Historias Vagabundas | Carmen Dugarte: “El peligro me persigue”

Con los pies descalzos, pocos dientes pero sonriente se encuentra en Altamira esta joven merideña que nació en un pequeño pueblo llamado Santa Cruz del Moro. Vino a Caracas en busca de una mejor vida que todavía no conoce.  

Historias Vagabundas | Carmen Dugarte: “El peligro me persigue”

Vivió 9 años en La Guaira hasta que se hartó y se fue a la capital, huyendo del maltrato verbal y psicológico que, según ella, sufría de sus padres. Su mirada delata que ha pasado por varias rehabilitaciones por culpa de su adicción a las drogas. “No aguanté la presión y me fui de mi casa. De mi vida, deberían hacer una novela”, confiesa al pie de una de las escaleras que comunican con la estación de Metro de Altamira.

Pero en la vida de Carmen Dugarte no todo es tragedia.  Dice que una de sus más grandes alegrías son sus dos hijas, María y Daniela, quienes -asegura- se encuentran estudiando y la ayudan a vender objetos usados con los que se gana la vida.

La experiencia de vivir en Caracas es “indescriptible”, confiesa esta joven indigente, de 27 años, con la expresión de miedo en su cara. La droga se encuentra por todas partes y para quienes viven sin un techo saben que es constantemente una tentación: “yo fumaba día y noche, me puse delgada y apenas pesaba 20 kilos”.
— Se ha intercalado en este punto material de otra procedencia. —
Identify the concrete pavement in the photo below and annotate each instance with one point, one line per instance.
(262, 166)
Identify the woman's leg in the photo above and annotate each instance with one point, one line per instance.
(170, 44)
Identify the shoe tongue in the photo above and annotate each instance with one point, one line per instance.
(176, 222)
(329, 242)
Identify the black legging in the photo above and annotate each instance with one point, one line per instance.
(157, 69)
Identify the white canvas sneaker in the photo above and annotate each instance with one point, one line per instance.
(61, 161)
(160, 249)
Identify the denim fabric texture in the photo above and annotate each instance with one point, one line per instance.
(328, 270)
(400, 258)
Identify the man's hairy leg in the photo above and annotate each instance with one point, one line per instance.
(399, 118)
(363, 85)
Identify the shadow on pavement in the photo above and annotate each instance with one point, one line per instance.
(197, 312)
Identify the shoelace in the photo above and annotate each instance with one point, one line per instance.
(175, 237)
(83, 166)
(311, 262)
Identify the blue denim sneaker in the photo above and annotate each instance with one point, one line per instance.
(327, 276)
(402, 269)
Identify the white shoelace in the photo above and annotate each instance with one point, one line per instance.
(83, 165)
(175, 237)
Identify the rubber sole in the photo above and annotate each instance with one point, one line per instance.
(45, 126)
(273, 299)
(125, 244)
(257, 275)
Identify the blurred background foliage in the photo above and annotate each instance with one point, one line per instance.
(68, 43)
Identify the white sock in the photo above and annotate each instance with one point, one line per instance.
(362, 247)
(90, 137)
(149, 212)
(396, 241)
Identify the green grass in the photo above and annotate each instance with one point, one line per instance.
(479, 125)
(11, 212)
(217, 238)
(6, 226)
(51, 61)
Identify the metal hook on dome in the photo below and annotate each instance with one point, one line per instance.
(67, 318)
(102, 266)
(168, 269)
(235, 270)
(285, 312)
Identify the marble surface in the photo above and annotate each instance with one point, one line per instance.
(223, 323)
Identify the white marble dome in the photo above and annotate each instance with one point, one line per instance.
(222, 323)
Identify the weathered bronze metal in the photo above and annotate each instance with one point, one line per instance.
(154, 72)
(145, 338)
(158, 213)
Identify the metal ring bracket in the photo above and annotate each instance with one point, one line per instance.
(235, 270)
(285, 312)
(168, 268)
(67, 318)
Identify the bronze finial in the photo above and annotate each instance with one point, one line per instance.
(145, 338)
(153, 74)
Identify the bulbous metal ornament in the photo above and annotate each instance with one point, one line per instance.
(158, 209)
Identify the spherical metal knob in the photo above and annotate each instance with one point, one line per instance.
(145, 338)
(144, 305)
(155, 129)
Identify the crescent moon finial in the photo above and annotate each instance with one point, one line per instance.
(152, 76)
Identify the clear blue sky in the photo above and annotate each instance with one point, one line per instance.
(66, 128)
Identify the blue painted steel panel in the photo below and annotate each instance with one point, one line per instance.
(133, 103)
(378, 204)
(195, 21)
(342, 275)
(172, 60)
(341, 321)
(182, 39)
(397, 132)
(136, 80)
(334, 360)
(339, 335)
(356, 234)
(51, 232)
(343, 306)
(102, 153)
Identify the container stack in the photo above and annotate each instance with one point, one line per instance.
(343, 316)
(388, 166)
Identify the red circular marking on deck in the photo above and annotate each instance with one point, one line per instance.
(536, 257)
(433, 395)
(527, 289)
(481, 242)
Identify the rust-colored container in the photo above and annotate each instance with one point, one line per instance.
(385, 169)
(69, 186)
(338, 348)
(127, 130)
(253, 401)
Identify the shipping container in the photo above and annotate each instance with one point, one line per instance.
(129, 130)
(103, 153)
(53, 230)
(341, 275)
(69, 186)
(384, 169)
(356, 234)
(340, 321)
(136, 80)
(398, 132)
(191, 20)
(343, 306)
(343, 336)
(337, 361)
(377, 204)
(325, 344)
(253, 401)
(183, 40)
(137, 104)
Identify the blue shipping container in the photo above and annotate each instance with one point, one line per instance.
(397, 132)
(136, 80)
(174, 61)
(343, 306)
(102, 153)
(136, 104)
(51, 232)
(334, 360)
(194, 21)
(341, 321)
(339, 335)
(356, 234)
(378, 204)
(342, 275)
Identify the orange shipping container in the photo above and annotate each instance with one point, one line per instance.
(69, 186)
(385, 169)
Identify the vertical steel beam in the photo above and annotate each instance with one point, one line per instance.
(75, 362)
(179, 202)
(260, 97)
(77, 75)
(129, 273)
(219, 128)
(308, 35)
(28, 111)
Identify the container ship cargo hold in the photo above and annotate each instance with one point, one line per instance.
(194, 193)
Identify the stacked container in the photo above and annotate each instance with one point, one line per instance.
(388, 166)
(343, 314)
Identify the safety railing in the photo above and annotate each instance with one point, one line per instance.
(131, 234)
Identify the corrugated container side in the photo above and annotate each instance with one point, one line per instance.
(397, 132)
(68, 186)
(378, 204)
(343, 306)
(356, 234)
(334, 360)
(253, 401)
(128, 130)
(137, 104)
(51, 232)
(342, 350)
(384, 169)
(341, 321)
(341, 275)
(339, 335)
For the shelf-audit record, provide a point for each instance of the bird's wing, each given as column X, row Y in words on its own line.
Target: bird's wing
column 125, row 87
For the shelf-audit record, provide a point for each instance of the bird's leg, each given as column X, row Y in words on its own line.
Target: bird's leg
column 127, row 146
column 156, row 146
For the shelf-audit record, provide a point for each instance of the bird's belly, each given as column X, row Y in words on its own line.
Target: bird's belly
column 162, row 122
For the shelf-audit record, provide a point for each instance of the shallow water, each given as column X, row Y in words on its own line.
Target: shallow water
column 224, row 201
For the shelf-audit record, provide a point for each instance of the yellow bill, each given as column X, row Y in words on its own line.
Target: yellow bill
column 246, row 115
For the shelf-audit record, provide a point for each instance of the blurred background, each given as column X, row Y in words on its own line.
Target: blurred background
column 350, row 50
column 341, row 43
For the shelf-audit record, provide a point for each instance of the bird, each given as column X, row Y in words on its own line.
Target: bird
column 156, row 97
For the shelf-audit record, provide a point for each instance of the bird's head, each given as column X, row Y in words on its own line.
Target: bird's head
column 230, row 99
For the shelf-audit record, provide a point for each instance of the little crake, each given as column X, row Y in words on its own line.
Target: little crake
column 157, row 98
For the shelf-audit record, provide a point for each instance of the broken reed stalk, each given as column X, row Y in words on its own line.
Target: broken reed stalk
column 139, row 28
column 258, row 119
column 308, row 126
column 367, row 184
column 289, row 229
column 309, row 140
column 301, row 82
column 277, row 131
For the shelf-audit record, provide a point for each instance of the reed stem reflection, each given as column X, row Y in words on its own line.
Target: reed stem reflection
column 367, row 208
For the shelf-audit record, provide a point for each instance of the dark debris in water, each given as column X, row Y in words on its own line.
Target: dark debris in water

Historias vagabundas. Plaza de Altamira.

El peligro es latente en la vida diaria de Carmen. Ella intenta rebuscarse la vida vendiendo objetos junto a los artesanos que se agrupan en la entrada del Metro. Algunas veces sus hijas la ayudan, entregándole artefactos que encuentran por el camino para que los pueda vender. También se busca la vida, barriendo las calles o atendiendo en pequeños locales. “El mundo de la calle no es fácil, para nadie es fácil”, insiste.

Historias vagabundas. Plaza de Altamira.

Como una de las experiencias más amargas vividas, recuerda Carmen, fue la de un trabajo como limpiadora en un hotel.  Allí se vendía droga y la prostitución circulaba por las habitaciones. En varias ocasiones, fue amenazada de muerte y de no ser por un amigo que vendía drogas en el lugar, su vida pudo haber acabado hace años. “El jefe era mi amigo, él era el pran del hotel y no confiaba en nadie. Una vez le dispararon en el estómago y yo era la única que limpiaba sus heridas. Fue el único que me protegía”, asegura.

Un sueño cambió la vida de Carmen. Recuerda que estaba en un camino blanco con personas a su alrededor y una llama flotando. “Yo nunca había visto un camino tan hermoso”. Afirma que la voz de un hombre buscándola la despertó. “Yo no estaba lista para morir”. Tras el sueño, dice que comenzó a llorar.

Para ella, ese sueño fue la segunda oportunidad que la vida le había concedido. Desde entonces, se ha sentido inmensamente agradecida con el mundo.

A partir de esa “señal”, la vida de Carmen comenzó a mejorar a cuentagotas. Jura que ahora se enfoca más por el trabajo que por las drogas. Tiene dos metas trazadas: una, ingresar a una academia de baile para aprender bachata y, la otra, entrar a una escuela de canto. “Yo dejaría todos los malos vicios por la danza o el canto” confiesa.